What does the current interest rate tell us about the dominant economic system in the world?
The real interest rate in the country is minus 2.7% since the current interest rate is at 2% and the inflation rate is 4.7%. With this kind of economic and monetary environment, savers are losers and borrowers are winners. “Revving up economic activity” is the goal why BSP keeps interest rate at the current level.
Turning to mises.org for guidance on how to see this kind of environment, I stumbled upon Murray N. Rothbard’s article about The Interest Rate Question. According to him, this is one topic where “financial writers are mired in hopeless confusion.” If this is the case then, “how can we expect the public to make any sense of what is going on?”
And then at the middle section of the article, he identified the real cause of lower interest rates. He describes this as “a repeated injection of inflationary bank credit by the Fed (In our case, replace the Fed with BSP).” Such monetary policy will “keep the artificial and unsound economic boom going (in our current situation, “revving up economic activity”).”

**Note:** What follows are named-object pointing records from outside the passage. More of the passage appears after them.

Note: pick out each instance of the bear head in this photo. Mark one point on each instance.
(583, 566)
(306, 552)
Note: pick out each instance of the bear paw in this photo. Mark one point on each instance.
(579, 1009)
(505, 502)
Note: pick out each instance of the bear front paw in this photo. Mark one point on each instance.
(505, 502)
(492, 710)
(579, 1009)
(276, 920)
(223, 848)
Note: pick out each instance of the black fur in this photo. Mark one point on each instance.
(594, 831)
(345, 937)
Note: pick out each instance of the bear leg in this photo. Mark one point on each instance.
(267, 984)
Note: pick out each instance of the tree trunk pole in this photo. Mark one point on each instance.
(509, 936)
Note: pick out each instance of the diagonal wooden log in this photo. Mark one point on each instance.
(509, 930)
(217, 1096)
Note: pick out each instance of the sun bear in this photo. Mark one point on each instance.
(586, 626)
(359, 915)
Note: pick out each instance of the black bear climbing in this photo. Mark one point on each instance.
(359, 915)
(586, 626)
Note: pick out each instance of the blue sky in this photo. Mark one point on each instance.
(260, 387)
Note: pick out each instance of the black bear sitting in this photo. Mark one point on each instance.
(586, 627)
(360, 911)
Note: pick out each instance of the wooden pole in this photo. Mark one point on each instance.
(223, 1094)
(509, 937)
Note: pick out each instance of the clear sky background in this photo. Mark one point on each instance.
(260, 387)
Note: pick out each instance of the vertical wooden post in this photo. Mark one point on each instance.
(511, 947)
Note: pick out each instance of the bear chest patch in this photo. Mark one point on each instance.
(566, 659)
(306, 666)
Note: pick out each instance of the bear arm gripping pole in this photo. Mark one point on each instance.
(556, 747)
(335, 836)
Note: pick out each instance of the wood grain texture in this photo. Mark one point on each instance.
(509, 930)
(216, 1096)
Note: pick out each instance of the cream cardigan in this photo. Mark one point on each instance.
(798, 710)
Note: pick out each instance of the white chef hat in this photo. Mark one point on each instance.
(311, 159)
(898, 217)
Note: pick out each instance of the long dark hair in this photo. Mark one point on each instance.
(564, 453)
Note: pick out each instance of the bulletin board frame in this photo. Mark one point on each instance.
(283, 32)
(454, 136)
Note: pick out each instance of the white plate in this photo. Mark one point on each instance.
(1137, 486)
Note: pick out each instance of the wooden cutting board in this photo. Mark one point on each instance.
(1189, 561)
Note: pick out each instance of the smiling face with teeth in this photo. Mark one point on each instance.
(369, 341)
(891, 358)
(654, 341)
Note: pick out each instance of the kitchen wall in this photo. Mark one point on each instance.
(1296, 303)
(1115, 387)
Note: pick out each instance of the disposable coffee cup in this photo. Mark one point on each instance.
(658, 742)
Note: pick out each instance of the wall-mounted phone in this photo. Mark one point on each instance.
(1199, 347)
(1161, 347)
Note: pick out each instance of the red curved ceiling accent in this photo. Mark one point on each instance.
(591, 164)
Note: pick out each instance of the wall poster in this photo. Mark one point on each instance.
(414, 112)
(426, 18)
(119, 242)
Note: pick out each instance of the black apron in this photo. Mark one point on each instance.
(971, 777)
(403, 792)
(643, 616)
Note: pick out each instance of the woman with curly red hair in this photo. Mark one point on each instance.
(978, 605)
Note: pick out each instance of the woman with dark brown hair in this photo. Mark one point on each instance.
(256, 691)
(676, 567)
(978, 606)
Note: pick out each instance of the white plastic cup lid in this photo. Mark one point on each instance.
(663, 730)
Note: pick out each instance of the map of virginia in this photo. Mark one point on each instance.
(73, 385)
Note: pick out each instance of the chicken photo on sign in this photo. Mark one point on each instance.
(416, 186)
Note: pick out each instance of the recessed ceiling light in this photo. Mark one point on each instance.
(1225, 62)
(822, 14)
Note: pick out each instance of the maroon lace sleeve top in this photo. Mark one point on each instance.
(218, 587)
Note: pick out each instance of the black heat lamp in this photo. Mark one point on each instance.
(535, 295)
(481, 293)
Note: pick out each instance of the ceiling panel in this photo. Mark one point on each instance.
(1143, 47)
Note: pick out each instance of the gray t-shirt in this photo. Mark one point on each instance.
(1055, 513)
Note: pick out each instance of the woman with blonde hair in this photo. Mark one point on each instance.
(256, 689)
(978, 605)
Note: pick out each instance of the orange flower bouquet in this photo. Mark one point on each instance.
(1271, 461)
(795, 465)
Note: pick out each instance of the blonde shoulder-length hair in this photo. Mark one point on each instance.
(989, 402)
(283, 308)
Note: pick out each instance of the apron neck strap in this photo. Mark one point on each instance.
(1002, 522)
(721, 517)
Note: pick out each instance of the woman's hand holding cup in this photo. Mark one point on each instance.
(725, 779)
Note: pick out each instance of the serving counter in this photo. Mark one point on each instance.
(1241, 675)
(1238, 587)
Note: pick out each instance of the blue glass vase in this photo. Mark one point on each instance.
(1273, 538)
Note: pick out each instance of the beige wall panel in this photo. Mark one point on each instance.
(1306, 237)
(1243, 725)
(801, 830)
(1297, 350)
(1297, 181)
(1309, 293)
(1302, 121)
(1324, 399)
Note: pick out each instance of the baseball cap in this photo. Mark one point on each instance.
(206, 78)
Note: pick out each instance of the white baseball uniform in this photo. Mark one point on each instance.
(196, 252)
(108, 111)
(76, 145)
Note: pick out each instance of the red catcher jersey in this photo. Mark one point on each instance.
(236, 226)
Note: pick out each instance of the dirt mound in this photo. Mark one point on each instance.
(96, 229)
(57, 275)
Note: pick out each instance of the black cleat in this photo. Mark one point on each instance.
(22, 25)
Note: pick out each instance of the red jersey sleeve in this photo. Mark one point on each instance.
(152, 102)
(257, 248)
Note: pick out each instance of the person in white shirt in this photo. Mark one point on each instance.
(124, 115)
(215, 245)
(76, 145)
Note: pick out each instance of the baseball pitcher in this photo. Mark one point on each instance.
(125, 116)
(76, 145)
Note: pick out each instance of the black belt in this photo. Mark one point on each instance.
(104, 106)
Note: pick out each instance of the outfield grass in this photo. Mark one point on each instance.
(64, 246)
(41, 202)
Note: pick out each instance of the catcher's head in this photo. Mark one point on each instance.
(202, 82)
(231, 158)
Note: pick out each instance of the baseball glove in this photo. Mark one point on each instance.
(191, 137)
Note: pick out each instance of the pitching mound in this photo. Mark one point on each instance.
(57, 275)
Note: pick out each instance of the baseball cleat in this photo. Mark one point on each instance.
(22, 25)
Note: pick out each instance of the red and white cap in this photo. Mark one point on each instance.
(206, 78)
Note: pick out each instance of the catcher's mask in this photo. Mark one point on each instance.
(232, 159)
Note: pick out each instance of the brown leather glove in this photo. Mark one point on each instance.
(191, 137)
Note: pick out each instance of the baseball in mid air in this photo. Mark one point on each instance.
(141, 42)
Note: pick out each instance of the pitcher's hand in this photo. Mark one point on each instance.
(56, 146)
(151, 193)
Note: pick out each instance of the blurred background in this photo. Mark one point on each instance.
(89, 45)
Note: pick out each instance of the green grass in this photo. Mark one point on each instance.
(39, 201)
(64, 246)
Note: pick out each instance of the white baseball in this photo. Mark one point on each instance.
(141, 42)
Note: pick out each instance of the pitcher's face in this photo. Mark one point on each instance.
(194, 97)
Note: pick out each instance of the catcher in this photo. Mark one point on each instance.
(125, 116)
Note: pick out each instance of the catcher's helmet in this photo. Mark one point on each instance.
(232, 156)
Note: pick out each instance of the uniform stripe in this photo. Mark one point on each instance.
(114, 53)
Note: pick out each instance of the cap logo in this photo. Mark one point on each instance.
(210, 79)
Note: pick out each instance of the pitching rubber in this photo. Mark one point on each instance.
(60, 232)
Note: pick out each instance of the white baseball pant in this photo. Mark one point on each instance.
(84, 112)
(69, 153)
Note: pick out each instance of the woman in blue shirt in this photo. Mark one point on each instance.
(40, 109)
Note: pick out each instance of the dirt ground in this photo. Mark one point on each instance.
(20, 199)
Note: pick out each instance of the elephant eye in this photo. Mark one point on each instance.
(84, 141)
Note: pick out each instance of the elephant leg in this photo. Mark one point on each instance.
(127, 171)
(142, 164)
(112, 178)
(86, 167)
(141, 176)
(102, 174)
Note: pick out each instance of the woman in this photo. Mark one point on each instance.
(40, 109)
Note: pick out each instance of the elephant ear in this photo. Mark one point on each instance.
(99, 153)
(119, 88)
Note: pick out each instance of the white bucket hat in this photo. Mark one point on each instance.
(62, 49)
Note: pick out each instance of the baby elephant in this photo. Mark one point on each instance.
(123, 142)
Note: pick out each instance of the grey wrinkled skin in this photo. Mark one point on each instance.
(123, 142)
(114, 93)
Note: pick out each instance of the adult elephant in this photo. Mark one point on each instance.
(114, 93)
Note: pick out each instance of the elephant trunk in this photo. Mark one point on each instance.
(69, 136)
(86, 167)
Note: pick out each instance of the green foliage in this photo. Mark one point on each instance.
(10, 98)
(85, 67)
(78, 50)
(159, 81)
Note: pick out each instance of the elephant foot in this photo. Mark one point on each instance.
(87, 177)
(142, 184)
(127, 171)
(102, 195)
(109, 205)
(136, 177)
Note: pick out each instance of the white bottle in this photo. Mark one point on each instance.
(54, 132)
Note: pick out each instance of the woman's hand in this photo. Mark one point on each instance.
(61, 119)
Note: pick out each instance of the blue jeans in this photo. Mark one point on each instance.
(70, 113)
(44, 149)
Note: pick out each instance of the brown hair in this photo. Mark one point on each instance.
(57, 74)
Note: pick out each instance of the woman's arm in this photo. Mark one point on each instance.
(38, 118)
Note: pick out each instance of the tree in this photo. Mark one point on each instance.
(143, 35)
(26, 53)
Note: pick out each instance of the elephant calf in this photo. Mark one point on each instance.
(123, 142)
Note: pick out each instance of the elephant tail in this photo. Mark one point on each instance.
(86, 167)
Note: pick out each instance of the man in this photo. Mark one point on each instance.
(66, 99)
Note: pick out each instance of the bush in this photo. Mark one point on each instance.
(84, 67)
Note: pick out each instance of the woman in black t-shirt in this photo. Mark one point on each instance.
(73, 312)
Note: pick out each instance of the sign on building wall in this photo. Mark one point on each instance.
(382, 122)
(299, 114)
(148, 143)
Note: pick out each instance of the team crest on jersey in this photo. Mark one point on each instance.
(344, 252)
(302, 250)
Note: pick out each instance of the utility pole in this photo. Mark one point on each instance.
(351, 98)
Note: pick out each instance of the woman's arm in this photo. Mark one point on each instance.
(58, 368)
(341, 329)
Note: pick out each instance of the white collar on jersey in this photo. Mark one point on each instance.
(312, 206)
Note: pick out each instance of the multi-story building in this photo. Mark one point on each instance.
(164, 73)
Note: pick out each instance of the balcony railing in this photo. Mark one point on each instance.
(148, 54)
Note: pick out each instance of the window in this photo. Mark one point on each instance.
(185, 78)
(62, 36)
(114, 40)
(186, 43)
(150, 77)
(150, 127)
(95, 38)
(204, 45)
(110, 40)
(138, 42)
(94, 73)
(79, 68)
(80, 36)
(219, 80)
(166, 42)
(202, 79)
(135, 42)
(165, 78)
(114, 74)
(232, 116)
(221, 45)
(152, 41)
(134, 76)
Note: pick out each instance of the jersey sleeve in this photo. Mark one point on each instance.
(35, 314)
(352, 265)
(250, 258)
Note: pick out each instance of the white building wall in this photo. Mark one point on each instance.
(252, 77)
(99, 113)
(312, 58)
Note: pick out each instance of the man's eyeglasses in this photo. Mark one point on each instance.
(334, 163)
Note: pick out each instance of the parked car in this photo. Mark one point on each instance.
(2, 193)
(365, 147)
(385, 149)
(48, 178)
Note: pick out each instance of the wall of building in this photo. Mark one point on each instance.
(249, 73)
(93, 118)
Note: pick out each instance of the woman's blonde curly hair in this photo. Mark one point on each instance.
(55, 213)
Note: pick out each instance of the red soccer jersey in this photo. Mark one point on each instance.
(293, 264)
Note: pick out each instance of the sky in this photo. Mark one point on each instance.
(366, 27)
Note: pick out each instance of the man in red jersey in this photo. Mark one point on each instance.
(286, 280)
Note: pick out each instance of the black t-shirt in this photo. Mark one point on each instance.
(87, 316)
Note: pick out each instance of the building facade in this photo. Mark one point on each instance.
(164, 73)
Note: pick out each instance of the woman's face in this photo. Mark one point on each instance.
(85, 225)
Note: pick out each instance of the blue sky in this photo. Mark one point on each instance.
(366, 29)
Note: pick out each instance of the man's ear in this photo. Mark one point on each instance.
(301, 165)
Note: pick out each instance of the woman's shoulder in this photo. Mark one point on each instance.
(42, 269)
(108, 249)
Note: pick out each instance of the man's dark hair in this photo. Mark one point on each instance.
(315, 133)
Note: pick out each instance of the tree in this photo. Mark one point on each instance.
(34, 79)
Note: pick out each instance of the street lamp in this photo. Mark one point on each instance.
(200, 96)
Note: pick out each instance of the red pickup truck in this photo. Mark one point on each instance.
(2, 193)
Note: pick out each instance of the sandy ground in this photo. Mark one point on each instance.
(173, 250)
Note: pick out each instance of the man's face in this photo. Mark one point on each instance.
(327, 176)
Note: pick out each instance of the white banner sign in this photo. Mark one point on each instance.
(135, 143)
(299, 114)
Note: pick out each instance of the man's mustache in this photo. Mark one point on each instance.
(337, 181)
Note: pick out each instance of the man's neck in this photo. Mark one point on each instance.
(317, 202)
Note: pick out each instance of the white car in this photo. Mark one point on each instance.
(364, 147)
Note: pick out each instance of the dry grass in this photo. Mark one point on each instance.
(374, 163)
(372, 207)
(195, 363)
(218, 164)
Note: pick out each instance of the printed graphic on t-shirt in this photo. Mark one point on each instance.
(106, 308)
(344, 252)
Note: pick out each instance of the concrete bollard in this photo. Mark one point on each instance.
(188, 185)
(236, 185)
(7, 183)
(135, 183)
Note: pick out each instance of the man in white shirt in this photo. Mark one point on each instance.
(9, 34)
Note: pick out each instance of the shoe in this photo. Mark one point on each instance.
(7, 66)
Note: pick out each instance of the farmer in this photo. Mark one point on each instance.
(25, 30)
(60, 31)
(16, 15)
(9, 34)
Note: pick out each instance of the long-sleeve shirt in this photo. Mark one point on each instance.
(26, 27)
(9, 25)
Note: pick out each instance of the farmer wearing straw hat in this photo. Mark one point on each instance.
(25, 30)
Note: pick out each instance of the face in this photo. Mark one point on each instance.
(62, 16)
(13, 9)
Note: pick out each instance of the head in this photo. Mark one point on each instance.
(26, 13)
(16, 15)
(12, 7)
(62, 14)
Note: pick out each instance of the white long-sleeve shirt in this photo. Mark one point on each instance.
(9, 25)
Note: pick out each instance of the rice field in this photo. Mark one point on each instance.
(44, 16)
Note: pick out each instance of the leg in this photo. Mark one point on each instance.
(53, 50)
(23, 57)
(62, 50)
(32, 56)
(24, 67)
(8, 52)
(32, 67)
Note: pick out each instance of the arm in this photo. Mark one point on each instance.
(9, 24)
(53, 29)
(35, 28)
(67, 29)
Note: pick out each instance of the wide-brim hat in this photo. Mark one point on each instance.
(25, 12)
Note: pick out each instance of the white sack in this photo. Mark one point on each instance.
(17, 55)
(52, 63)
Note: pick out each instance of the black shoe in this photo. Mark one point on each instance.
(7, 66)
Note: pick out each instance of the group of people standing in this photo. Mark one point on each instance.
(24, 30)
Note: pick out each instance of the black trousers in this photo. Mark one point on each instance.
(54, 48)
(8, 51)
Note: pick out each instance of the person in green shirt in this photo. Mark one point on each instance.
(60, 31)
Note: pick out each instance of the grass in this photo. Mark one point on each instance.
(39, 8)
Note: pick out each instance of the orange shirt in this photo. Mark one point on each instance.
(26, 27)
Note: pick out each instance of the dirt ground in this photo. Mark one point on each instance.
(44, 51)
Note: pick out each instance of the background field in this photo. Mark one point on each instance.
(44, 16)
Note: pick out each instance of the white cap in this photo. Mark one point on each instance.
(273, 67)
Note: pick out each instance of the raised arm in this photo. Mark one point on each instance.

Another interesting observation Rothbard wrote is about the international aspect to this interest rate problem. According to him, capital moves from an environment of low interest rates to higher ones:
If Rothbard’s analysis is correct, then the current monetary policy that we have in the country might cause capital flight into countries that offer higher interest rates.
Rothbard then concludes his article by saying that his students should not blame him if they find the question of interest rates and other topics like inflation, money and banking, and business cycles complicated. The answer to the question can be easily understood if not for government’s interference.
Murray N. Rothbard and other economists from the Austrian school reject the mainstream narrative that capitalism is the dominant economic system in the world today. Instead, they think that the current economic crisis the world is experiencing right now is not because capitalism has failed. In reality, it is because of economic and monetary policies created to replace capitalism. Economic and monetary policies such as minimum wage rate, credit expansion, and lower interest rates are not characteristics of capitalism. Though reality is difficult to accept. Ludwig von Mises calls these policies as socialism in practice with the external appearance of capitalism. In his magnum opus, the Human Action, Mises further provided institutional proof that what we have as a dominant economic system in the world today is not capitalism. Our existing monetary system is not connected to anything of value, but purely fiat. We also have central banking and a redistributionist and confiscatory tax policy. Add to them, the interference with price structure, currency and credit expansion, and welfarism. Mises argued that in reality, the spirit that shaped all these policies permeate college textbooks and periodicals. This spirit inspires teachers, theologians, and politicians and its influence can be seen in party platforms, plays, and even novels.